# Testing new Duel Tree Addition



## sharp eye (Jun 3, 2014)

Hello everybody,

Taking advantage of a nice day here in California I am testing this Duel Tree, new addition to my Knock Down targets, shooting from 33 ft distance. The pads are made using brackets (GrayWolf's idea) and two discs of stiff leather on each side. The targets are easily exchangeable to a smaller size for more challenging shooting.


----------



## Tag (Jun 11, 2014)

Looks good. GrayWolf is one of the finest gentleman I have ever met.


----------



## Charles (Aug 26, 2010)

That works very well!!! How about some design details??

Cheers ..... Charles


----------



## leon13 (Oct 4, 2012)

Looks good 
Any how to pics by any chance ?
Cheers


----------



## sharp eye (Jun 3, 2014)

Thanks for the comments. I'll ad pics as soon as we get another break from the current storm and I will be abler to remove the Duel Tree from the housing and show more details.

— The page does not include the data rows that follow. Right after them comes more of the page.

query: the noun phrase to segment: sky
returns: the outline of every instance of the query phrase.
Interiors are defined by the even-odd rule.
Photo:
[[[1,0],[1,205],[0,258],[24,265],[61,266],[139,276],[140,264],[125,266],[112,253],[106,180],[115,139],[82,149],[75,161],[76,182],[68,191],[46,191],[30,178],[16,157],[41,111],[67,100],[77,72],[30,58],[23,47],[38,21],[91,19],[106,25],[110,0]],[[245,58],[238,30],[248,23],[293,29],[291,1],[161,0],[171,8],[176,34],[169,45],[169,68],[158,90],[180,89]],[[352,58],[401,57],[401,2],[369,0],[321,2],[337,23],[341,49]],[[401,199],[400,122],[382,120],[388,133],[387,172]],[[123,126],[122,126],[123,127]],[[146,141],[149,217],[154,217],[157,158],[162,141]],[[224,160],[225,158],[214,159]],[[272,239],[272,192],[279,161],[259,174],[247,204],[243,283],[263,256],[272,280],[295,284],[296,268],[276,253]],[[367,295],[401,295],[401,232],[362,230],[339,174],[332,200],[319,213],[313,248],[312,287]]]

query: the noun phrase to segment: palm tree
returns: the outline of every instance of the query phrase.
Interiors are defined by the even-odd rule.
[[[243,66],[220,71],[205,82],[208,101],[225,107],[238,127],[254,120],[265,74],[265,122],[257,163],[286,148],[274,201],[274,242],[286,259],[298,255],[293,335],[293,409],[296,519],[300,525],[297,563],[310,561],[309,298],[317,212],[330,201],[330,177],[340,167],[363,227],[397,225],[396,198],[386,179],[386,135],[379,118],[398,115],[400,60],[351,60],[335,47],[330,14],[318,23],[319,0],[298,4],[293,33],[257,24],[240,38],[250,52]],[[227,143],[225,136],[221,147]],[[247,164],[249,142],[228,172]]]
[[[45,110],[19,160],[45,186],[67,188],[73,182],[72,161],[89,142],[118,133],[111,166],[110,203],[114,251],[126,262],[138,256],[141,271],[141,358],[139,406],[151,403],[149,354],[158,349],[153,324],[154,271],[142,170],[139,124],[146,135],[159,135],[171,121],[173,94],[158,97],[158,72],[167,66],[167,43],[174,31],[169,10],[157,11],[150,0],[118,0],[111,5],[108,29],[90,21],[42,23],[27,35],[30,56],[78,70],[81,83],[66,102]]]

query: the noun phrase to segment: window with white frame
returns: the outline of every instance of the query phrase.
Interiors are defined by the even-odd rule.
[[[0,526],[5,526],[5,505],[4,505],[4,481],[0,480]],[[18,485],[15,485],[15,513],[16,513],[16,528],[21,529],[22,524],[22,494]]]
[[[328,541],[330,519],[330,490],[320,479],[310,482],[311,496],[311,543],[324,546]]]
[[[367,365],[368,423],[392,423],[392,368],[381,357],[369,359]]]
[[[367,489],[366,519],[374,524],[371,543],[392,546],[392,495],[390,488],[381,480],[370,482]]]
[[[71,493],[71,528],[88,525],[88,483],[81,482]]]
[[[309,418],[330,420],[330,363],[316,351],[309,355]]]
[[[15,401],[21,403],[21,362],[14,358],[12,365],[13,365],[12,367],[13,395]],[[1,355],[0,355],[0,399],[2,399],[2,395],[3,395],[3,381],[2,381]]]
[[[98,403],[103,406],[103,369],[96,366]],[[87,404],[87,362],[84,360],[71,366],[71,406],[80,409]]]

The weather report shows that this coming Sunday we might have a not-rainy day.


----------



## sharp eye (Jun 3, 2014)

@ Charles and Leo, I sent you a PM.


----------



## qnpfs (Nov 25, 2015)

So cool, and nice shooting! I'm very interested in the mechanism. Thank you for sharing.

Sent from my MotoG3 using Tapatalk


----------



## alfshooter (May 11, 2011)

:bowdown: :thumbsup:


----------



## RealLucky (Dec 28, 2015)

Thats one of the best target boxes i've seen in a long while. Great setup.

Sent from my SM-G900P using Tapatalk


----------